Sometimes, good advice can be taken to extremes. Here is an example from the Wall Street Journal (on the left):
While the caption informs us that sales of Civic cars have declined since 1998, this message is buried in tall and thick bars that are similar in height, the downward trend not at all obvious. Possibly, the designer is taking advice seriously; I'm sure a guru or two has written about it, that honest chartists start the vertical axis at 0 so as not to exaggerate small differences. This tip is somewhere in one of these seminal books, by Tufte or by Wainer.
However, for this chart, the difference is the message, and starting the axis at 0 serves to hide this message. The junkchart version fixes the vertical scale and instead uses a line chart. The downward slope is now clear but we also observe that sales have fluctuated over the years. Prof. Gelman, a sometime visitor here, also has also suggested that line charts are often more effective than bar charts.
Reference: "Honda, in a Funk, Tries to Revive the Civic's Virtues", Wall Street Journal, Sept 9, 2005.
I would keep the zero line. But I think the key is to add information. I'd take the x-axis back to 1975 (or whenever it was that the Civic was introduced) and I'd put in a few more lines for other cars (maybe other Hondas, maybe other small cars like Subarus; I dunno, I'm not the automotive reporter).
Making a trend out of only 5 years seems to me to be short-term thinking; I'd expect the Wall Street Journal to know better.
P.S. "How to Lie With Statistics" (by Huff, from the 1950s) has the start-at-zero rule. Tufte or Cleveland or somebody else actually made a point of saying you don't have to start at 0. But in this particular example I actually would.
Posted by: Andrew Gelman | Sep 15, 2005 at 08:58 PM
The writer seems to be trying to make two points:
1. That sales have declined since 1998.
2. That there was a peak in 1998.
The graph only addresses point 1. I'd go with the line chart with the zero line but with data from several years before 1998 added in.
Posted by: Tom Fanshawe | Sep 16, 2005 at 06:49 AM
Both Andrew and Tom suggest adding data before 1998 to help set the context. Both Andrew and Tom think that the zero line should be shown.

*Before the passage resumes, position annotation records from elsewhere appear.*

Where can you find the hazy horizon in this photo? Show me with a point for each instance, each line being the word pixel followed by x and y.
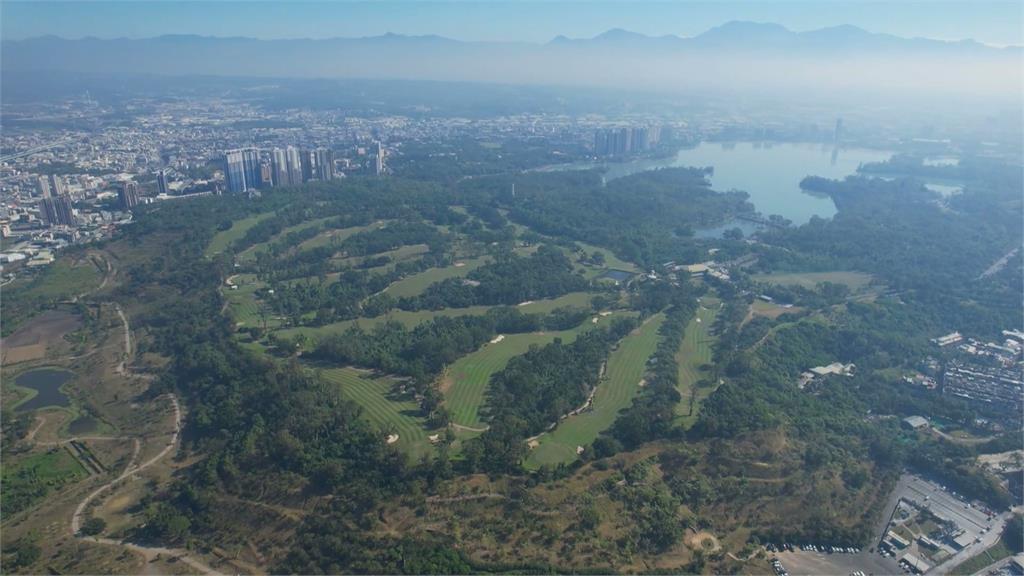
pixel 992 23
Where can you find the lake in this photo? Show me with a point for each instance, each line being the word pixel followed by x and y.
pixel 769 172
pixel 46 382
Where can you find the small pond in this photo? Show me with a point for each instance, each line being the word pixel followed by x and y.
pixel 46 382
pixel 616 275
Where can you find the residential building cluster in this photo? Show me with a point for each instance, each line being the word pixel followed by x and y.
pixel 625 140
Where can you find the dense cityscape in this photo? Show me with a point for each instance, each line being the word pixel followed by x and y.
pixel 623 312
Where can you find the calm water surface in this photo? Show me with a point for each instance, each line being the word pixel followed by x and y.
pixel 46 382
pixel 770 173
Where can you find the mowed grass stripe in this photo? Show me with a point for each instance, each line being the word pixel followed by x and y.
pixel 627 366
pixel 385 414
pixel 250 252
pixel 335 235
pixel 469 377
pixel 694 352
pixel 412 319
pixel 415 285
pixel 239 229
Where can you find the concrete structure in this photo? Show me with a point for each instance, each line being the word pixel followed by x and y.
pixel 242 169
pixel 128 195
pixel 915 422
pixel 950 338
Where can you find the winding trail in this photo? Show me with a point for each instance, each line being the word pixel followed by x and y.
pixel 130 474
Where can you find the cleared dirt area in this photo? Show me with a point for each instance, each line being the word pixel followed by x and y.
pixel 33 339
pixel 800 563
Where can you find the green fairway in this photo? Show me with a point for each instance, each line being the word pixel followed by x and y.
pixel 337 235
pixel 389 415
pixel 626 367
pixel 854 280
pixel 243 304
pixel 416 284
pixel 694 352
pixel 66 278
pixel 413 318
pixel 610 259
pixel 466 380
pixel 250 252
pixel 224 238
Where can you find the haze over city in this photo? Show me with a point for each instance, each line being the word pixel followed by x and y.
pixel 467 287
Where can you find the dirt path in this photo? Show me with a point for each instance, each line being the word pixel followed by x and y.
pixel 468 428
pixel 40 420
pixel 466 497
pixel 130 472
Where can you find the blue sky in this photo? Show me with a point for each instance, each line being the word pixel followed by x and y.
pixel 995 22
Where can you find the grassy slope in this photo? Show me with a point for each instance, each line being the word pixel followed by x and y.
pixel 855 280
pixel 626 367
pixel 413 318
pixel 470 375
pixel 416 284
pixel 390 415
pixel 250 253
pixel 224 238
pixel 695 351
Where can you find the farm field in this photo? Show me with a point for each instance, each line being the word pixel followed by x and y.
pixel 466 380
pixel 856 281
pixel 224 238
pixel 694 352
pixel 627 366
pixel 36 476
pixel 416 284
pixel 389 415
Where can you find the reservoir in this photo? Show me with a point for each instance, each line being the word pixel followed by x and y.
pixel 769 172
pixel 46 382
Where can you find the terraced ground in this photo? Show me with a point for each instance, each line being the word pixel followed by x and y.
pixel 389 415
pixel 626 368
pixel 466 381
pixel 224 238
pixel 413 318
pixel 694 352
pixel 416 284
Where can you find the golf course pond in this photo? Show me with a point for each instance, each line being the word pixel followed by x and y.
pixel 46 382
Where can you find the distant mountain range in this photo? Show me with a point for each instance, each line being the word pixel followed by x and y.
pixel 735 55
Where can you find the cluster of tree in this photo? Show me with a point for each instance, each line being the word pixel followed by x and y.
pixel 939 249
pixel 262 425
pixel 422 353
pixel 536 389
pixel 510 279
pixel 355 293
pixel 653 511
pixel 646 217
pixel 652 413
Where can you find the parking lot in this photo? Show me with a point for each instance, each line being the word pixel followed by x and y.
pixel 801 563
pixel 944 504
pixel 970 518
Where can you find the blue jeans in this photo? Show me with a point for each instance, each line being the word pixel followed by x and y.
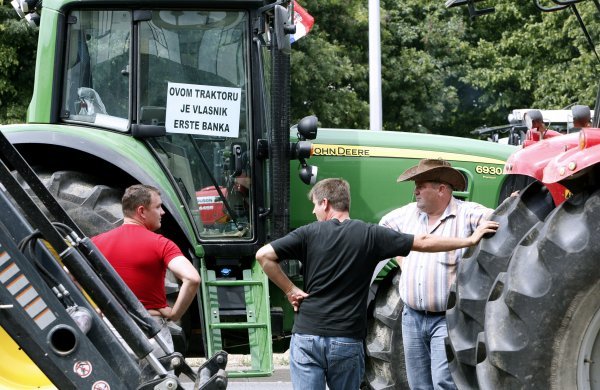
pixel 314 360
pixel 424 351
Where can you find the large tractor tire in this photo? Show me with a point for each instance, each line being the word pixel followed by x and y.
pixel 542 319
pixel 385 366
pixel 95 208
pixel 477 272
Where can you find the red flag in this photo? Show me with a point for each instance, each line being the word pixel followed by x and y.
pixel 303 22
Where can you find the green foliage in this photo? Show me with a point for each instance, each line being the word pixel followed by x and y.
pixel 443 72
pixel 17 65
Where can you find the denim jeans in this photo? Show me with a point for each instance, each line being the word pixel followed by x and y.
pixel 424 351
pixel 315 360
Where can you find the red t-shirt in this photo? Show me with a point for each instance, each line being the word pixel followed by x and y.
pixel 141 258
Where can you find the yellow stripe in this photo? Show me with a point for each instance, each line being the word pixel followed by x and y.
pixel 376 151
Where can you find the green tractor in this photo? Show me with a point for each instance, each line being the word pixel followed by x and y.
pixel 192 97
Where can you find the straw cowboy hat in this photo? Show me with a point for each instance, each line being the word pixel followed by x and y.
pixel 437 171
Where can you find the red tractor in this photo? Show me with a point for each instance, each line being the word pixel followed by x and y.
pixel 525 309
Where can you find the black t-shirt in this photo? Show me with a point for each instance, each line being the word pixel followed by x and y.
pixel 338 262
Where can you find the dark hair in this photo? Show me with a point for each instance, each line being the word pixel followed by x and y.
pixel 135 196
pixel 336 191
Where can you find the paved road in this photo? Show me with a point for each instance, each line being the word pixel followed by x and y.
pixel 280 380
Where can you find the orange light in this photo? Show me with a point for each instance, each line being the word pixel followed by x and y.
pixel 582 139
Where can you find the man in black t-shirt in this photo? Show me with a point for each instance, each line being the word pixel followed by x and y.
pixel 339 256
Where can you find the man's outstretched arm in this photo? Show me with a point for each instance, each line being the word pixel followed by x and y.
pixel 431 243
pixel 267 259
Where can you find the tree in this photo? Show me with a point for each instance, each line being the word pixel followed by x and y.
pixel 442 72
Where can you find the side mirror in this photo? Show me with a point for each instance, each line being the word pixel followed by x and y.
pixel 307 127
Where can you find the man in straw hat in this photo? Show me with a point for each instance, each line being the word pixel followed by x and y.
pixel 426 277
pixel 338 255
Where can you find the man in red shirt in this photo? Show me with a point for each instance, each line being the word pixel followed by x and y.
pixel 142 257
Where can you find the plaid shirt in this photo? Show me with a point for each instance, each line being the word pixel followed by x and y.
pixel 426 277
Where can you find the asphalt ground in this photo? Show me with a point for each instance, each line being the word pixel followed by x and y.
pixel 280 379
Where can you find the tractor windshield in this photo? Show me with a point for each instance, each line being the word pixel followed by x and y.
pixel 185 71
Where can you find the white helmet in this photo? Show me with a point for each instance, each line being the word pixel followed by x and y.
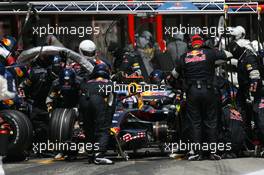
pixel 238 32
pixel 87 48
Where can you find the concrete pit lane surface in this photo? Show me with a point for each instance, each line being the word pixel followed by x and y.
pixel 138 166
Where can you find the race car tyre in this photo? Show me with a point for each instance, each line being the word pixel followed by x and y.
pixel 21 134
pixel 62 124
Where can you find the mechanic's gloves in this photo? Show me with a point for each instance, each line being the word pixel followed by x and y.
pixel 253 85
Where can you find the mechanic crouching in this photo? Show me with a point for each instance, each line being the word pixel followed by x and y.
pixel 64 91
pixel 197 68
pixel 96 109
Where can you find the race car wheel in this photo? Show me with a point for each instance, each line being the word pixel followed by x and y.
pixel 21 133
pixel 62 124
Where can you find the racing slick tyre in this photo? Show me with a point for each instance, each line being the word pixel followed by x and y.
pixel 62 124
pixel 21 134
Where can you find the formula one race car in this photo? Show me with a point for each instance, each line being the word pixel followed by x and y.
pixel 141 120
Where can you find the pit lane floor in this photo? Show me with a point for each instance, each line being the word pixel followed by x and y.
pixel 157 165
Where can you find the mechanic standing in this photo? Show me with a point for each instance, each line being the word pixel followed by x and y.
pixel 249 79
pixel 197 68
pixel 96 109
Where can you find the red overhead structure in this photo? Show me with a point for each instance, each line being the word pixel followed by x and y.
pixel 159 33
pixel 131 28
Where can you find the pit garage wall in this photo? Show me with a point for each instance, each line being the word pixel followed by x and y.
pixel 9 24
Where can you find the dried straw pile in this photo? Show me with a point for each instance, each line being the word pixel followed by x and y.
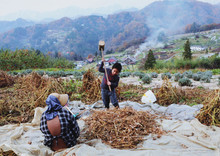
pixel 210 113
pixel 121 128
pixel 167 94
pixel 18 104
pixel 91 87
pixel 5 79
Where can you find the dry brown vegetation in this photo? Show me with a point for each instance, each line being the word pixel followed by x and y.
pixel 17 102
pixel 5 79
pixel 121 128
pixel 210 113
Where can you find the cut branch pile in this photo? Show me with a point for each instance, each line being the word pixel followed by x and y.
pixel 5 79
pixel 18 104
pixel 210 113
pixel 121 128
pixel 91 87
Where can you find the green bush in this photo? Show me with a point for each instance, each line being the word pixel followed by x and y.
pixel 168 75
pixel 154 75
pixel 205 78
pixel 188 74
pixel 139 74
pixel 40 72
pixel 30 59
pixel 125 74
pixel 185 82
pixel 208 73
pixel 196 77
pixel 146 79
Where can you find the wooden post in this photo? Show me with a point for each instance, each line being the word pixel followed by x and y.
pixel 101 48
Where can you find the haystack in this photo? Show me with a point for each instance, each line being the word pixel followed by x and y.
pixel 91 87
pixel 121 128
pixel 210 113
pixel 5 79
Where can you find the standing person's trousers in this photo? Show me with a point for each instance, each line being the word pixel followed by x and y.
pixel 107 96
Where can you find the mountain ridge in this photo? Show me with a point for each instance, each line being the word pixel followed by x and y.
pixel 81 35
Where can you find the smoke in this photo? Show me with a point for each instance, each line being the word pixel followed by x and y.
pixel 165 18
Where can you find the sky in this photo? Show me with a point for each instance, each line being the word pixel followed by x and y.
pixel 12 6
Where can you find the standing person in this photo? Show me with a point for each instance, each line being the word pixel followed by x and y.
pixel 112 81
pixel 58 125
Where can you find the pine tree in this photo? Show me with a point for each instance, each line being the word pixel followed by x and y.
pixel 187 54
pixel 150 60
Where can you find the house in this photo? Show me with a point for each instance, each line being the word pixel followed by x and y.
pixel 112 60
pixel 79 64
pixel 90 60
pixel 129 60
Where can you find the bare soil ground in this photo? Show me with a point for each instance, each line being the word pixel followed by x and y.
pixel 157 82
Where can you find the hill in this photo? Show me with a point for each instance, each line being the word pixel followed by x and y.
pixel 119 30
pixel 8 25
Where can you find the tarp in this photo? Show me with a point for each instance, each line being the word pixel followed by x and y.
pixel 182 138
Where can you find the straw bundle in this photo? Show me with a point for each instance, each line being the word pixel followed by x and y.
pixel 121 128
pixel 210 113
pixel 5 79
pixel 91 87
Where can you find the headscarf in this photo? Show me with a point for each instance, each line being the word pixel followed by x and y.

As it happens, I have a graphic that looks at both these ideas, inspired by a global-warming skeptic's observation that temperatures have been decreasing since 1998 (the same year as in the Honda graphic). The supporting evidence for this (true) claim could be something like the upper left panel of the graphic here.
The graphic shows global annual mean temperature in four ways: the two left-hand panels show the data from 1998-2004 while the right-hand panels add data from 1856 onward. The top two panels show the range of the data; the bottom two show the zero line. In each panel I have highlighted the 1998 data point in red.
I would have said that of these four presentations the best "context" to evaluate the claim would be the upper right panel, which adds data but omits the zero line.
Posted by: Robert | Sep 17, 2005 at 12:47 AM
Robert, you saved me the effort to do the plots! The start-at-0, in my view, should be applied with discretion. In this case, I'd prefer to highlight the annual changes, which would be squeezed if the axis starts at 0.
The other point about identifying 1988 as the peak is well taken.
Also, thanks Prof. Gelman for correcting the references. Huff's book is here
Posted by: Kaiser | Sep 17, 2005 at 01:14 AM
Start-at-0 is relevant when 0 is a meaningful comparison. Zero Kelvin is so far from the earth's temperature that it is a terrible idea to include it on the plot. In contrast, zero sales are relevant, especially if you're looking at car sales which could very well vary by a factor of two or more over decades. For that matter, if you start the graph with the introduction of the Civic in 1973, zero is a very reasonable comparison since they didn't sell any in 1972! The point is, if you look at car sales over any reasonable length of time, you'll see a lot of variation. Including zero gives an immediate visual sense of how much this variation is, compared to the total sales. I'm no expert on car sales but my guess is that a drop from 324000 to 300000 really isn't so much from a historical perspective. In contrast, yeah, one degree of global temperature is a lot. Comparing to zero Kelvin just isn't so relevant.
The point of start-at-0 is really that if there is a reasonable comparison point it should be shown. When plotting %Republican share of vote over time, I don't bring the plot down to 0 or up to 1, but I put a dotted line at 50%.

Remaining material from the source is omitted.